No entanto, para chegar a um “mapa visual dos encontros de reflexão” sobre a cultura que realizaram ao longo deste período em Loulé e a um conjunto de questões norteadoras, o grupo começou por fazer um mapeamento das práticas de agitação da cultura em Loulé, não só coletivas, como individuais.
“Fomos ao encontro das coletividades profissionais da cultura e de pessoas que, na sua comunidade, já provocam e têm vontade de provocar algum tipo de agitação”, referiu, acrescentando que o processo permitiu alcançar “uma espécie de diagnóstico poético político daquilo que são as forças, as fragilidades, as oportunidades para este território”.
Durante o processo de escuta, sublinhou Maria João Mota, foi possível chegar a algumas questões norteadoras, nomeadamente, como é que “num território vasto, assimétrico e multicultural”, as artes podem aproximar as pessoas, sendo que o próximo passo é sistematizar toda a informação e produzir uma reflexão crítica.

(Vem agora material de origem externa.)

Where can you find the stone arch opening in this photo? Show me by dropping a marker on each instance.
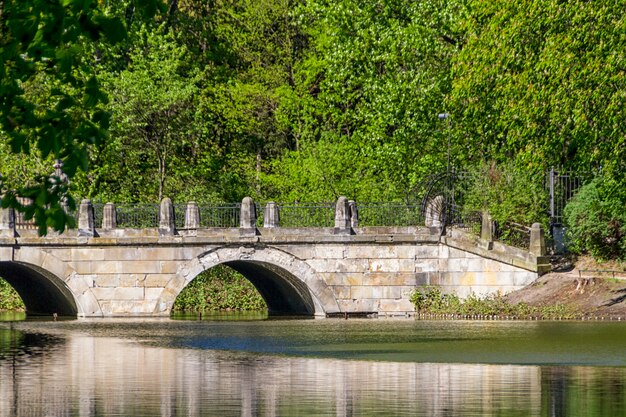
(283, 293)
(41, 291)
(288, 285)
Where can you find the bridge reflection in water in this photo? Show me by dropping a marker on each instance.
(82, 375)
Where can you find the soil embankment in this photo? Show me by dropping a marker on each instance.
(590, 288)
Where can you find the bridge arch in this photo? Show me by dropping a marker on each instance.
(288, 284)
(47, 285)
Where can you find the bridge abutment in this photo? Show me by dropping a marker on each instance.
(314, 271)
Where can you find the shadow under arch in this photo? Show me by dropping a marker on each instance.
(42, 292)
(287, 284)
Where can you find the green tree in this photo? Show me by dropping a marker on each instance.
(596, 219)
(542, 82)
(152, 107)
(50, 98)
(365, 98)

“Aquilo que sentimos é que é um território onde se pratica a democratização cultural, sobretudo no centro, ou seja, em Loulé. Depois, aquilo que sentimos no mapeamento e no encontro que fomos tendo com coletividades, da serra até ao barrocal e até ao mar, é que as pessoas não sentem essa apropriação, não sentem esse acesso à cultura de forma tão direta”, referiu.
Uma das fragilidades mais apontadas pelos jovens que não habitam na cidade foi a questão dos transportes: “Como é que eu posso participar se não tenho acesso a transporte? Então, isso leva-nos aqui a coisas muito complexas, que é, por um lado, se estamos a trabalhar a democracia da cultura, nós temos de garantir condições de acesso iguais para que todos possam participar”, disse.
Para a responsável, é preciso pensar como é que se evolui para que as pessoas deste território se apropriem do pensamento estratégico sobre a cultura, dos modos de produção cultural e de curadoria e como podem ter uma voz ativa no pensamento da cultura, na definição da programação.
Maria João Mota defendeu que as estruturas culturais têm de mudar o paradigma, pois “não pode ser uma pessoa a decidir o que é que uma comunidade quer ver nos seus espaços de programação”, sublinhando que quando se provoca um questionamento, é preciso as estruturas estarem dispostas “a lidar com as consequências”.
A PELE dinamiza esta sexta-feira ao final da tarde no Terminal Rodoviário, no Mercado Municipal de Loulé, e em Quarteira uma apresentação performativa dos materiais produzidos ao longo da semana, com escolas e membros da comunidade, sob o mote MANIFESTA!.
O objetivo destas ações é a cocriação de material visual sobre democracia cultural, contribuindo para o desenho de um manifesto coletivo.
No âmbito do projeto Atos, vão ainda seguir-se em Loulé um fórum, em 26 de novembro, e ações de formação dirigidas a profissionais da cultura, em dezembro.
Além de Loulé, o projeto passa também por Lamego, Évora, Ponta Delgada, Funchal e São João da Madeira.